Unique Philadelphia Monument Honors Workers

A new monument, the Labor Monument: Philadelphia’s Tribute to the American Worker, was unveiled in a ceremony earlier this month at the city’s Elmwood Park. Created by artist John Kindness, the monument—seven table-top sized “work buttons” (see photo)—memorialize the contributions of labor nationwide and Philadelphia’s working-class history.

The Fairmont Park Art Association, which commissioned the work, said Kindness, son of a shipyard worker,

searched for a symbol that could represent laborers from all industries and discovered old metal work buttons. Regardless of trade or skill, early generations of laborers often wore the same denim uniforms; hence the term “blue-collar worker.” These uniforms were fastened with metal buttons, that bore a variety of slogans and symbols.

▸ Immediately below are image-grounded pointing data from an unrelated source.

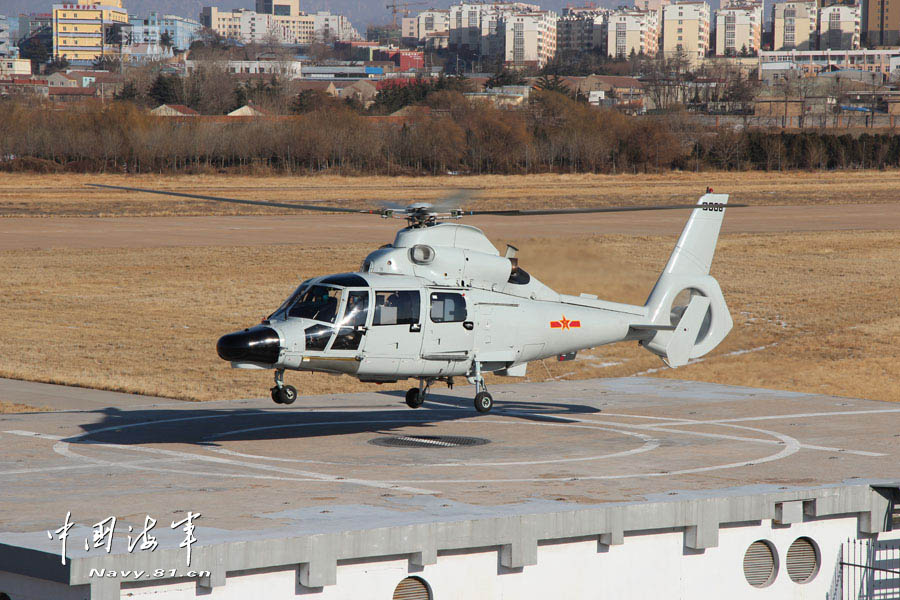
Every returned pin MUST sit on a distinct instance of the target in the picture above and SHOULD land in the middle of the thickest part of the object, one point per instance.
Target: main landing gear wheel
(288, 394)
(414, 398)
(483, 402)
(284, 395)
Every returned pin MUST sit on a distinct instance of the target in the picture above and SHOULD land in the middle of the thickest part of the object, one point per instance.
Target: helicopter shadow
(213, 426)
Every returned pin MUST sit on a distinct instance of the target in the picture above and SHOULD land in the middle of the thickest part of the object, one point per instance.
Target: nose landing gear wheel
(288, 394)
(483, 402)
(414, 398)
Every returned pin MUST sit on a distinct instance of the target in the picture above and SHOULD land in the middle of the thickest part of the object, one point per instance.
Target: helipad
(363, 463)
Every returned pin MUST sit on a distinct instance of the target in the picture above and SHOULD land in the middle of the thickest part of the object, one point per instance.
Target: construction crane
(402, 7)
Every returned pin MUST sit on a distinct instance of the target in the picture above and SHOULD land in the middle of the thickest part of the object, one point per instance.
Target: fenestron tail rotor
(418, 214)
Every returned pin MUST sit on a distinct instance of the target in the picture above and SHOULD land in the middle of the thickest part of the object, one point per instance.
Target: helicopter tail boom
(686, 309)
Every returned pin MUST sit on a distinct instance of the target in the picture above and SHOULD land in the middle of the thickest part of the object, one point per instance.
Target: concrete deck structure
(570, 475)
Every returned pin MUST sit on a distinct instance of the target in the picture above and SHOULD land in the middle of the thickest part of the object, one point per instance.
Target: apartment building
(328, 28)
(472, 21)
(839, 27)
(279, 8)
(427, 24)
(795, 25)
(881, 22)
(581, 29)
(241, 24)
(181, 31)
(85, 32)
(652, 5)
(530, 39)
(632, 30)
(5, 46)
(686, 30)
(32, 23)
(738, 29)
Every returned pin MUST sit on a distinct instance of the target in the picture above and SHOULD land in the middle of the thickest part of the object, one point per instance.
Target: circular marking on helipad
(650, 443)
(791, 446)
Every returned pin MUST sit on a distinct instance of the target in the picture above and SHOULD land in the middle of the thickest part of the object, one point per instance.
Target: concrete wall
(650, 565)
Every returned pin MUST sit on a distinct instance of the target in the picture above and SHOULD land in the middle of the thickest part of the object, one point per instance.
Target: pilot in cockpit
(327, 308)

The result is a series of seven tables. The top of each table is a bronze relief sculpture that commemorates an important person or event in labor history. Located in the center of Elmwood Park, the Work Button Tables are arranged in a circle with benches along the perimeter. Blue paving and brick detailing around the benches allude to the denim and stitching on workers’ clothing.

The seven tables feature:

  • Eugene Debs, founder of the American Railway Union, the nation’s first industrial union and one the nation’s most renowned social activists from the late 19th and early 20th centuries;
  • The fight to eliminate child labor;
  • The Industrial Workers of the World (IWW)—Wobblies—and Joe Hill;
  • The alliance between labor movement and the women’s rights movement;
  • The founding of the United Farm Workers (UFW) ;
  • Labor and the civil rights movement; and
  • The fight for workplace safety and health laws.